In the meantime, "the case leaves us with a bottom line that if a school policy is substantially interfering with the religious development of a child in a public school, that that is likely going to pose First Amendment problems," said Konsky.
Districts, she said, may take into account multiple factors when setting these policies, including what counts as "substantial interference," the nature of the educational requirement or curriculum, and the age of the child. The majority opinion says that educational requirements targeted toward very young children may be analyzed differently from educational requirements for high school students, for example.
Topics like sexuality are likely to trigger more religious objections, and presenting them in one particular course or period of the day may make opt-outs and advance notice more logistically practical for schools, said Sonja Trainor, executive director of the National School Attorneys Association.
Schools should also think about how they will ask parents to articulate their request, how accommodations are discussed, and how to provide notice to parents with approved opt-out requests.
Pondiscio's analysis shows that although opt-outs are likely unnecessary in situations when a student is checking out a library book independently from the school library, Mahmoud leaves open the question of whether placing an LGBTQ+-inclusive book on the classroom shelf for students to choose from during a lesson requires opt-outs.
"The classroom library didn’t build itself," he said. "Teachers or other school district personnel chose what went on those shelves. And students made their selections during instructional time, under adult supervision, as part of a structured literacy program.
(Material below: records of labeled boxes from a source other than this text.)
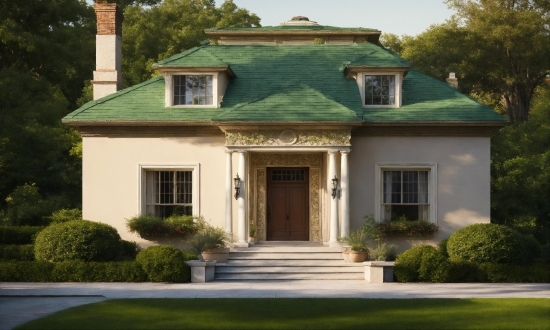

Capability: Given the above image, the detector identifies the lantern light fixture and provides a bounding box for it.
[233,173,241,199]
[332,175,339,199]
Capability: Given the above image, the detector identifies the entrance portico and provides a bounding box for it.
[224,128,351,247]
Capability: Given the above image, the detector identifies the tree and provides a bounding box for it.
[0,0,95,109]
[0,68,81,224]
[388,0,550,121]
[491,84,550,244]
[122,0,260,87]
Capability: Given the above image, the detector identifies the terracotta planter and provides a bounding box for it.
[201,248,229,263]
[342,246,351,262]
[348,250,369,262]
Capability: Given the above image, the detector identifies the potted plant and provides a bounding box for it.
[189,220,233,263]
[338,229,370,262]
[248,223,256,244]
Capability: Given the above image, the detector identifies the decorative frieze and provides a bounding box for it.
[225,129,351,147]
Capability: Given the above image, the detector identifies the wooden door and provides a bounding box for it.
[267,167,309,241]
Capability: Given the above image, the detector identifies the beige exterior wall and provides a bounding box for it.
[82,137,226,246]
[83,136,490,250]
[349,137,490,250]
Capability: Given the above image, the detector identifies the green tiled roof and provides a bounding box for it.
[153,47,229,68]
[63,43,505,125]
[363,70,507,123]
[204,25,380,33]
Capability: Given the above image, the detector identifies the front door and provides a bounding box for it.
[267,167,309,241]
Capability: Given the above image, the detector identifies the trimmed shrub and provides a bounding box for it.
[437,237,449,258]
[393,245,437,282]
[34,220,121,262]
[46,209,83,224]
[418,248,449,283]
[0,244,34,261]
[0,261,54,282]
[0,261,147,282]
[52,261,147,282]
[118,240,141,261]
[136,245,191,283]
[447,224,540,265]
[0,226,45,245]
[441,259,484,283]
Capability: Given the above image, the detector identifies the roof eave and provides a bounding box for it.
[153,64,237,78]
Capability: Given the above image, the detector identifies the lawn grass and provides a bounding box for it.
[16,298,550,329]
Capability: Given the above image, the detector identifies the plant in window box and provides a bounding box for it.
[189,218,233,263]
[248,223,256,244]
[126,214,200,239]
[338,229,370,262]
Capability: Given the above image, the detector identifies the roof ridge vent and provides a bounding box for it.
[279,16,319,26]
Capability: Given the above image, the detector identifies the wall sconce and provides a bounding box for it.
[233,173,241,199]
[332,175,339,199]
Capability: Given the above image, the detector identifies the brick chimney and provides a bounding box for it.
[445,72,458,89]
[92,0,123,100]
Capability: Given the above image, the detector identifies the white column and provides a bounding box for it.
[225,150,233,233]
[327,150,338,246]
[235,150,248,247]
[340,150,350,236]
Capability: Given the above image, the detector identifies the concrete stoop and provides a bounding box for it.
[214,242,365,280]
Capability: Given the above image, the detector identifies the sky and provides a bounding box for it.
[233,0,454,36]
[86,0,454,36]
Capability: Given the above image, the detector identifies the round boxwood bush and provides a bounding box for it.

In other words, 'We didn’t assign it' may not be much of a defense."
Districts avoiding MCPS' situation should prepare to engage with parents
Schools should be engaging with parents to accommodate them and collaborate as they set curriculum and opt-out policies, said Konsky — especially because the Supreme Court seemed concerned in MCPS' case that there was not an effort to work with parents.
"It would be wise to be thinking about that at the outset, before a lawsuit," and begin engaging with board members and other stakeholders about how to accommodate religious differences in the curriculum, said Konsky. "If schools are aware of this decision and are thinking ahead of time about how and to what extent they're able to accommodate student opt out requests, they'll be ahead of the curve as these issues are playing out."
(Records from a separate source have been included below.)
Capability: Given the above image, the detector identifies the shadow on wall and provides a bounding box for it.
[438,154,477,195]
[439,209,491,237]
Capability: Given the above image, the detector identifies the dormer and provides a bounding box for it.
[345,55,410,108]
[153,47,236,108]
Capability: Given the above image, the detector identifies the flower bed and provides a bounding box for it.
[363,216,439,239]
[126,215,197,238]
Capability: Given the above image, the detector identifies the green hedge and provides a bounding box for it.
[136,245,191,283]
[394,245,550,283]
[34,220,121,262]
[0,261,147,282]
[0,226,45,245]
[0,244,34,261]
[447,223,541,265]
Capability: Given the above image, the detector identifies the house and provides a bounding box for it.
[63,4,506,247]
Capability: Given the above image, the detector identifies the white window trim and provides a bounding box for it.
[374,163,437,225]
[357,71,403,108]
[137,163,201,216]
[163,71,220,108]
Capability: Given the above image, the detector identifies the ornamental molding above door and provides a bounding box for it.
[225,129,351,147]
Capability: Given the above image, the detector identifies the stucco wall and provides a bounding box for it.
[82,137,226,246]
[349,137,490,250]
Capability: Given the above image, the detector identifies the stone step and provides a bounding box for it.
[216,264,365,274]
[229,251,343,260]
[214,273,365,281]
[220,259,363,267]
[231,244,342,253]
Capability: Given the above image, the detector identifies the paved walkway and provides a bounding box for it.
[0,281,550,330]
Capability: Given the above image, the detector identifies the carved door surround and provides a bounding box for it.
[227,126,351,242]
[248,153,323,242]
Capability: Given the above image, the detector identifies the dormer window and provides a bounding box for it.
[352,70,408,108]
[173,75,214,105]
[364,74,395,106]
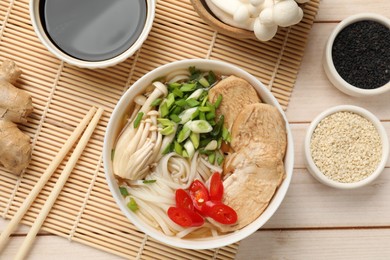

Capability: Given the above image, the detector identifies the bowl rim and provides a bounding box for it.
[103,59,294,249]
[304,105,389,189]
[29,0,156,69]
[323,13,390,97]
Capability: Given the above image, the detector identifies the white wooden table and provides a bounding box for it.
[0,0,390,260]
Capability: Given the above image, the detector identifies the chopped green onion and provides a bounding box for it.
[200,94,209,107]
[150,98,162,107]
[180,83,196,92]
[182,150,190,158]
[143,180,157,184]
[168,82,181,89]
[190,132,200,149]
[216,152,225,165]
[199,107,211,112]
[172,88,183,97]
[119,187,129,197]
[199,77,210,88]
[111,149,115,161]
[204,140,218,151]
[207,71,217,85]
[191,109,199,120]
[134,112,144,128]
[188,120,213,133]
[187,88,204,100]
[199,112,206,121]
[160,102,169,117]
[206,112,215,121]
[160,125,175,135]
[179,107,198,124]
[208,152,215,164]
[177,121,191,143]
[171,106,183,115]
[157,117,175,126]
[173,141,183,155]
[169,114,181,123]
[184,140,195,158]
[161,144,172,155]
[175,98,187,107]
[166,93,175,108]
[186,98,199,107]
[210,115,225,137]
[127,198,138,212]
[214,94,222,108]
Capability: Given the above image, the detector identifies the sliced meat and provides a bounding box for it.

Overall, school attorneys are warning that the case will likely lead to more parental requests that schools provide notice, opt-outs or both.
"The gap between how courts think 'curriculum' works and how it’s actually implemented in elementary classrooms is vast," said Pondiscio. "And that means schools will likely keep finding themselves on the receiving end of angry phone calls — and possibly lawsuits — from parents blindsided by what their children bring home in their backpacks."